About the job
Your Contribution at Lila
At Lila, we are assembling a dynamic and empowered AI safety team dedicated to proactively addressing the potential risks associated with scientific superintelligence. This team will collaborate closely with all core departments, including science, model training, and lab integration, to craft a customized safety strategy that aligns with our unique objectives and deployment methods. Key responsibilities will encompass the development of technical safety strategies, engagement with the broader ecosystem, and the creation of essential technical documentation, including risk assessments and capability evaluations.
Your Key Responsibilities
- Design and execute evaluations to identify scientific risks—focusing on both established and emerging threats—from state-of-the-art scientific models integrated with automated physical laboratories.
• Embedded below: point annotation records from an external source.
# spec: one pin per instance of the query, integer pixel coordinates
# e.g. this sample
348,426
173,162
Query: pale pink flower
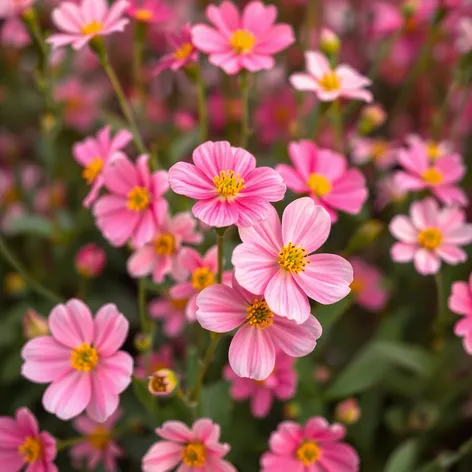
314,447
23,445
331,84
94,153
82,23
81,360
228,186
430,235
160,256
324,175
133,208
242,41
99,445
194,449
- Develop initial proof-of-concept safety measures, such as machine learning models designed to detect and mitigate unsafe behaviors from scientific AI models and physical laboratory outputs.
- Gain a comprehensive understanding of various model capabilities, primarily within scientific contexts but also extending to non-scientific domains (e.g., persuasion, deception) to shape Lila's overarching safety strategy.
- Engage in high-quality research initiatives as needed to evaluate and restrict scientific capabilities effectively.
Qualifications for Success
- A Bachelor's degree in a relevant technical field (e.g., computer science, engineering, machine learning, mathematics, physics, statistics) or equivalent experience.
- Proficient programming skills in Python and hands-on experience with machine learning frameworks (such as Inspect) for large-scale evaluations and structured testing.
- Demonstrated experience in constructing evaluations or conducting red-teaming exercises pertaining to CBRN/cyber risks or frontier model capabilities, encompassing both unsafe and benign attributes.
- Background in designing and/or implementing AI safety frameworks in cutting-edge AI enterprises.
- Exceptional ability to communicate intricate technical concepts and issues to audiences without technical expertise.
Desirable Qualifications
- A Master’s or PhD in a field pertinent to safety evaluations of AI models within scientific areas or another technical discipline.
- Publications in AI safety, evaluations, or model behavior at leading ML/AI conferences (such as NeurIPS, ICML, ICLR, ACL) or model release documentation.
- Experience exploring risks arising from novel scientific advancements (e.g., biosecurity, computational biology) or utilizing specialized scientific tools (e.g., large-scale foundational models in science).